One other area that Shawn really wants to focus on in the coming months is re-evaluating the designs of our home and landing pages. Most of the schools have barely touched their home pages in the years since their websites were last redesigned. They are plagued with out-of-date statistics and stale content that really doesn’t serve anybody. Plus, the importance of home pages have declined a bit over the years. People are much more likely to come across our websites via web search, which will usually get the visitors deep within the site, skipping the home page altogether. That’s not to say that home pages should be ignored. We just need to rethink how we approach them. Shawn proposed approach is to get to a place where the home pages focus on one particular timely topic that the school is pushing hard from a marketing perspective. Examples would be things like Public Health Week, Commencement, or Welcome Week. Instead of making the home page a place where the various parts of the school must have a presence on, we should instead have it represent this one topic for a few weeks, but then routinely switch it all up. This is very similar to how the home page of the main Health Sciences site operates now.

Tuition changes

Tuition was once a very frequent high-ranking item on our sites’ search logs, and so in response to that we added tuition information to each of the school websites. But ever since that happened, we’ve had several problems with that information and how it is handled by each school. It’s been tough to keep it all current, and schools will often try to misrepresent the information that is presented there.
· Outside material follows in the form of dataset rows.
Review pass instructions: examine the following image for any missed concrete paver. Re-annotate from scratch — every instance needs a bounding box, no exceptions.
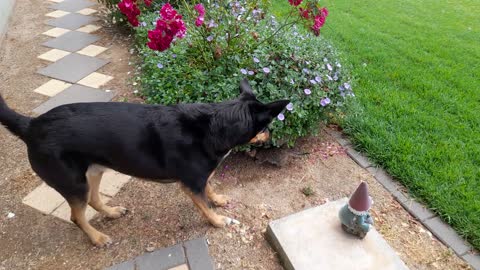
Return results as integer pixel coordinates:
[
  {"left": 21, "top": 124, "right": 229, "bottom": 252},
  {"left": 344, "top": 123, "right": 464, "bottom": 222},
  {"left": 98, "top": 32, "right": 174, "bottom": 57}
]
[
  {"left": 267, "top": 198, "right": 408, "bottom": 270},
  {"left": 47, "top": 13, "right": 98, "bottom": 30},
  {"left": 42, "top": 31, "right": 100, "bottom": 52},
  {"left": 38, "top": 49, "right": 70, "bottom": 62},
  {"left": 33, "top": 79, "right": 72, "bottom": 97},
  {"left": 42, "top": 27, "right": 71, "bottom": 37},
  {"left": 77, "top": 24, "right": 102, "bottom": 33}
]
In order to address this, we will be transitioning over the summer to a more centralized model for managing tuition data. Dixie Paletta, who is the senior director of budget and planning for the campus, will be frequently providing us with an updated spreadsheet that has exact, up-to-date data which will then get updated on the Health Sciences website. That information can then be sent out to the individual school websites.

In the interim, Nikky wanted to alert us to some changes coming to the Biostatistics program. Nikky met with the person who heads up that program, which is being shifted to WVU Online.

Ideally, these changes to tuition on the school sites will take place over the summer.